Mr. Trump’s account shared its first video on Saturday night, when he attended an Ultimate Fighting Championship bout in New Jersey. In the post, Mr. Trump stands in the bowels of an arena next to Dana White, the U.F.C. chief executive. “The president is now on TikTok,” Mr. White says.

“It’s an honor,” Mr. Trump responds, a striking change of tune from his efforts to ban the app through an executive order over national security concerns.

Then, the video, just 13 seconds long, cuts to clips of Mr. Trump walking into the packed arena and receiving a raucous and warm reception from U.F.C. fans while Kid Rock’s song “American Bad Ass” plays in the background.

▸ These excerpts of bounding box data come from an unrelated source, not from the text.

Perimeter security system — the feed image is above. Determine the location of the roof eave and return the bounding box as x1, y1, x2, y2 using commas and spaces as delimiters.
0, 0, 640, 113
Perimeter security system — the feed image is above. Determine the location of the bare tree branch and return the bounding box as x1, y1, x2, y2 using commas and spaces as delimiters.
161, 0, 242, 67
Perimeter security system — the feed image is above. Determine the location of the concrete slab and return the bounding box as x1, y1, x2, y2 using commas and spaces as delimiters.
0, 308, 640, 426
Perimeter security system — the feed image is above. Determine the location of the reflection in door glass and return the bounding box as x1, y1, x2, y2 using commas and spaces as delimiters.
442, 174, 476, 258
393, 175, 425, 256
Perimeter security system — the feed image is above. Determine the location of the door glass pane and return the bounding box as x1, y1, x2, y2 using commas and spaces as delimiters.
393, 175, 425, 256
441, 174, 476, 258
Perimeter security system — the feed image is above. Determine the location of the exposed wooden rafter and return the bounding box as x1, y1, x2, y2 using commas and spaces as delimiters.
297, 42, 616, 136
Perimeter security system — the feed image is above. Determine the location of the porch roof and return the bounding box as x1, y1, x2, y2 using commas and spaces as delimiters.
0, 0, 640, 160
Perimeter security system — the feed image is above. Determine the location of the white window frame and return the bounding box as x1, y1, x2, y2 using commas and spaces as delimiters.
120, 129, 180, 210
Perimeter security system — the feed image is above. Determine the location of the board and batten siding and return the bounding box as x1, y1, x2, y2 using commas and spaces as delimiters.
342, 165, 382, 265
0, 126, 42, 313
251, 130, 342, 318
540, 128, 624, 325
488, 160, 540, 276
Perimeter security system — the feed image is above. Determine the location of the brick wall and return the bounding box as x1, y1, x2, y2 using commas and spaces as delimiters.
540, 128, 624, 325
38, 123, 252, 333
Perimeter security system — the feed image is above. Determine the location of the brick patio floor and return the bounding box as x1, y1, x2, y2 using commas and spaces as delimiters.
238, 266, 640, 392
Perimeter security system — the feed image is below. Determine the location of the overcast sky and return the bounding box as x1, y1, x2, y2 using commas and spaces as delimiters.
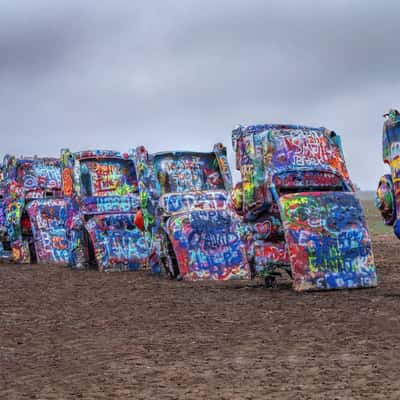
0, 0, 400, 189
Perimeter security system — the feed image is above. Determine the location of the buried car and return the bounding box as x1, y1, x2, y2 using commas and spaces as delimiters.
0, 165, 11, 260
231, 124, 377, 291
135, 144, 249, 280
3, 155, 68, 265
375, 110, 400, 239
61, 149, 148, 271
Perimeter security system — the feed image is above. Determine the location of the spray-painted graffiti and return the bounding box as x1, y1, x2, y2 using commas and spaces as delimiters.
61, 150, 148, 271
376, 110, 400, 239
0, 168, 11, 259
136, 144, 249, 280
27, 199, 69, 265
4, 156, 68, 265
280, 192, 376, 290
231, 125, 376, 290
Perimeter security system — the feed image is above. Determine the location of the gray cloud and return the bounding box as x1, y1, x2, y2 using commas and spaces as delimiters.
0, 0, 400, 188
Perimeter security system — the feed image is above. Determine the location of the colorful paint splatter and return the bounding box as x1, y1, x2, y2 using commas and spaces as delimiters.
231, 124, 376, 291
376, 110, 400, 239
3, 155, 68, 265
61, 150, 148, 271
136, 144, 249, 280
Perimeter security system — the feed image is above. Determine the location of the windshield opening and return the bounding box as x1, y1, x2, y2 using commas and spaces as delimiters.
80, 158, 138, 197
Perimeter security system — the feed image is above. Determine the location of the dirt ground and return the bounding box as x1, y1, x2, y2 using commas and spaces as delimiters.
0, 235, 400, 400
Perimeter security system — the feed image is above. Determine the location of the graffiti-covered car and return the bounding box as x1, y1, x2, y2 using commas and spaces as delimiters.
3, 155, 68, 265
375, 110, 400, 234
61, 149, 148, 271
231, 124, 377, 291
135, 144, 249, 280
0, 164, 11, 260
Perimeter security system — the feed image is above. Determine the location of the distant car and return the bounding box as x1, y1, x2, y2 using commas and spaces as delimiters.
135, 144, 249, 280
61, 149, 148, 271
376, 110, 400, 234
231, 124, 377, 291
3, 155, 68, 265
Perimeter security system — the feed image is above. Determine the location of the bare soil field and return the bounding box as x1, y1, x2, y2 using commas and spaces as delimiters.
0, 235, 400, 400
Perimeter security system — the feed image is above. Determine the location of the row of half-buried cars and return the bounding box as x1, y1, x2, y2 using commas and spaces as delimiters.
3, 125, 377, 291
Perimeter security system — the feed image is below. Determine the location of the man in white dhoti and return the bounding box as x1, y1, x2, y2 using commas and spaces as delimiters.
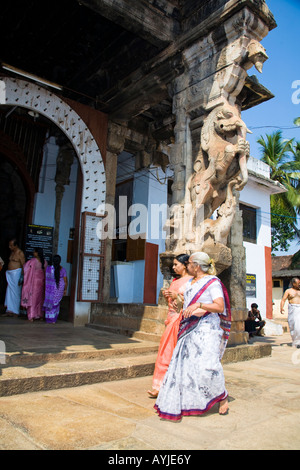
280, 277, 300, 348
4, 239, 25, 316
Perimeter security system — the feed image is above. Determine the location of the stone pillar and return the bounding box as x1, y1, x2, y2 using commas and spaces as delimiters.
103, 121, 125, 302
220, 191, 249, 345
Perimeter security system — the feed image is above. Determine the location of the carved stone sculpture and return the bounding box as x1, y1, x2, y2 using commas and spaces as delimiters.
165, 98, 250, 264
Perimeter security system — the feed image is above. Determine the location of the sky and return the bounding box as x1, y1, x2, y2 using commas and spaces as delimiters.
242, 0, 300, 255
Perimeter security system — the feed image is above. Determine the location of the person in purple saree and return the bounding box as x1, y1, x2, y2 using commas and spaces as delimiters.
44, 255, 68, 323
21, 248, 47, 322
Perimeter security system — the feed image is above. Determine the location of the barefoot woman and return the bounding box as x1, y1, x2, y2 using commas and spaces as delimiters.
155, 252, 230, 421
148, 254, 191, 398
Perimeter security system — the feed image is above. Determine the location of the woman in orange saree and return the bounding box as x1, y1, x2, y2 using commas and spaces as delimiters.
148, 254, 191, 398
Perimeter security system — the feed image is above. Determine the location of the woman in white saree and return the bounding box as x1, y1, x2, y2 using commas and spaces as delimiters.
155, 252, 231, 421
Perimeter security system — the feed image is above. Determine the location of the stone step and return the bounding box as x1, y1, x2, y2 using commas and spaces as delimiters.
85, 323, 162, 343
0, 349, 157, 396
0, 336, 272, 396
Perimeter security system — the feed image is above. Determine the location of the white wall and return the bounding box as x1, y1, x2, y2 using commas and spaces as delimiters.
240, 174, 271, 318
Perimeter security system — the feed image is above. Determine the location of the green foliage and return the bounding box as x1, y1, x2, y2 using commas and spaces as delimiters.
257, 129, 300, 251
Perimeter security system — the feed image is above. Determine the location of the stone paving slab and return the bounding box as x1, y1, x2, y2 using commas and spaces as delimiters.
0, 335, 300, 455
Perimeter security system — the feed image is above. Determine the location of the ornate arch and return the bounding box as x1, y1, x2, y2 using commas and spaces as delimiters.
0, 77, 106, 212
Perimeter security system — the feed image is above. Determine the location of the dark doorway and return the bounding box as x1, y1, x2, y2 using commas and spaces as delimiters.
0, 154, 28, 306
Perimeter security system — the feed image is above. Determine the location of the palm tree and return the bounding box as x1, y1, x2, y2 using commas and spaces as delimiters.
257, 131, 300, 250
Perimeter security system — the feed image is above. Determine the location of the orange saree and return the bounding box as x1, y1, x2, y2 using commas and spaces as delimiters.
152, 275, 191, 391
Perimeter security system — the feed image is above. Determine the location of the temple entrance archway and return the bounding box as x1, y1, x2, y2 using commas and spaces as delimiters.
0, 77, 106, 324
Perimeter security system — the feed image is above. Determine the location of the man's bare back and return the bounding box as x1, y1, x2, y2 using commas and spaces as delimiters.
280, 278, 300, 313
7, 241, 25, 271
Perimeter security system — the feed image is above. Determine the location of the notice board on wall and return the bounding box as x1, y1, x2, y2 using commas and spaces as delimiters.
25, 225, 53, 263
246, 274, 256, 297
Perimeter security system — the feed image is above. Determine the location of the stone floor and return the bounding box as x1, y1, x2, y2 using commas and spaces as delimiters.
0, 314, 300, 455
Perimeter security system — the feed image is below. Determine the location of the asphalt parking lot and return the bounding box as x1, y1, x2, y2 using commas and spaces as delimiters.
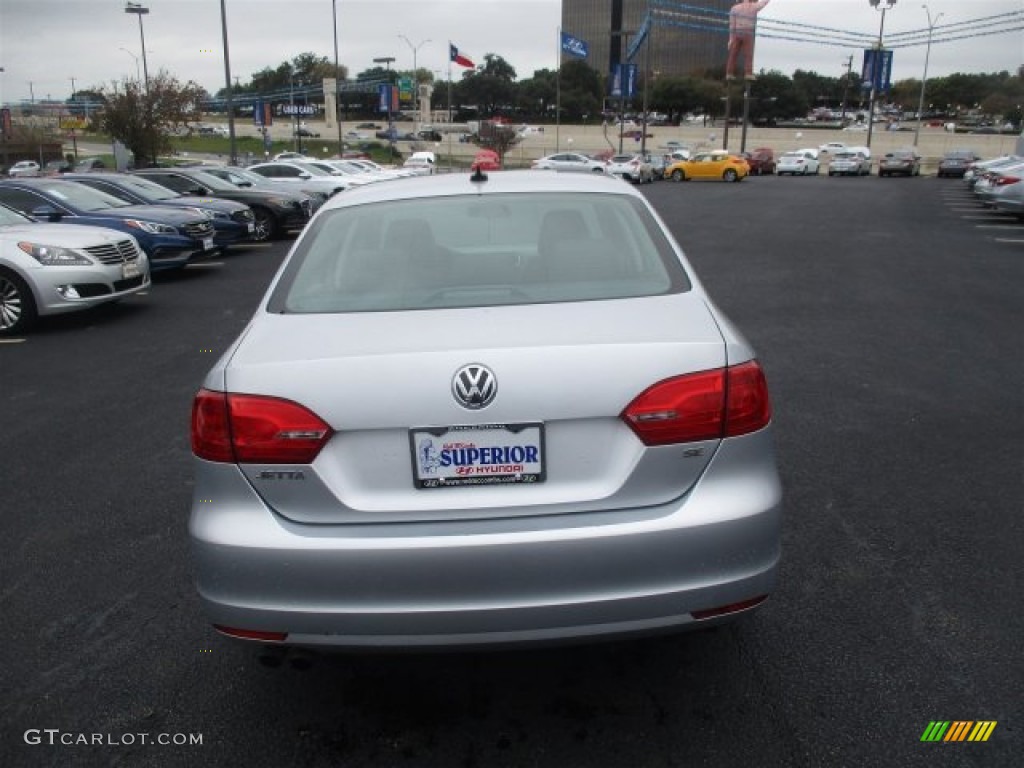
0, 175, 1024, 768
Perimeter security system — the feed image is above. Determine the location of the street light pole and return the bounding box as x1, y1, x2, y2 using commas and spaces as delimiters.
374, 56, 394, 161
913, 5, 942, 146
118, 48, 142, 83
867, 0, 896, 148
125, 2, 150, 93
220, 0, 239, 165
331, 0, 345, 158
611, 30, 637, 155
398, 35, 432, 123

Mr. Trump’s inaugural post is largely an extension of his campaign’s efforts on social media to amplify the hero’s welcome he often gets at U.F.C. fights, where the largely young and male audience tends to overlap with his base.

But his decision to join TikTok was a striking turnabout in his views of the social video app, which has roughly 170 million American users and an audience that skews younger than those of other social media platforms.

While he was president, Mr. Trump expressed national security concerns about the app’s owner, the Chinese company ByteDance. In 2020, he issued an executive order requiring the company to divest from its American assets. That order was blocked in federal court before Mr. Trump left the White House.

This year, Congress passed, with broad bipartisan support, a bill to force TikTok’s owner to sell the app or have it banned in the United States. Mr. Trump said he opposed such a ban, explaining his shift by saying that he did not want to alienate young people or risk making Meta, the owner of Facebook, Instagram and WhatsApp, more dominant.

And after President Biden signed the bill, Mr. Trump made a direct plea to young voters. “Young people, remember: Crooked Joe Biden is the one that wants to take your TikTok away from you,” he said on his social media site Truth Social.

Steven Cheung, a spokesman for the Trump campaign, framed Mr. Trump’s joining TikTok as part of the campaign’s efforts to connect with younger voters. “We will leave no front undefended and this represents the continued outreach to a younger audience consuming pro-Trump and anti-Biden content,” he said in a statement.

Mr. Biden’s campaign joined the app in February as part of its efforts to help improve the president’s flagging support among young voters. Its videos are largely a steady stream of anti-Trump content. So far, its account has 335,600 followers, while Mr. Trump’s has 1.4 million.

An internal analysis within TikTok found nearly twice as many pro-Trump posts as pro-Biden ones on the platform since November: There were 1.29 million pro-Trump posts to 651,000 pro-Biden posts.

Lawmakers and intelligence officials remain concerned that the app may be a threat to national security, partly because of how the Chinese government could use it to spread propaganda, particularly in an election year.

The company said last month that it would introduce new measures to limit the spread of videos from state-affiliated media accounts, including from Chinese and Russian outlets. TikTok has filed a lawsuit against the federal government contesting the law to force a sale or a ban.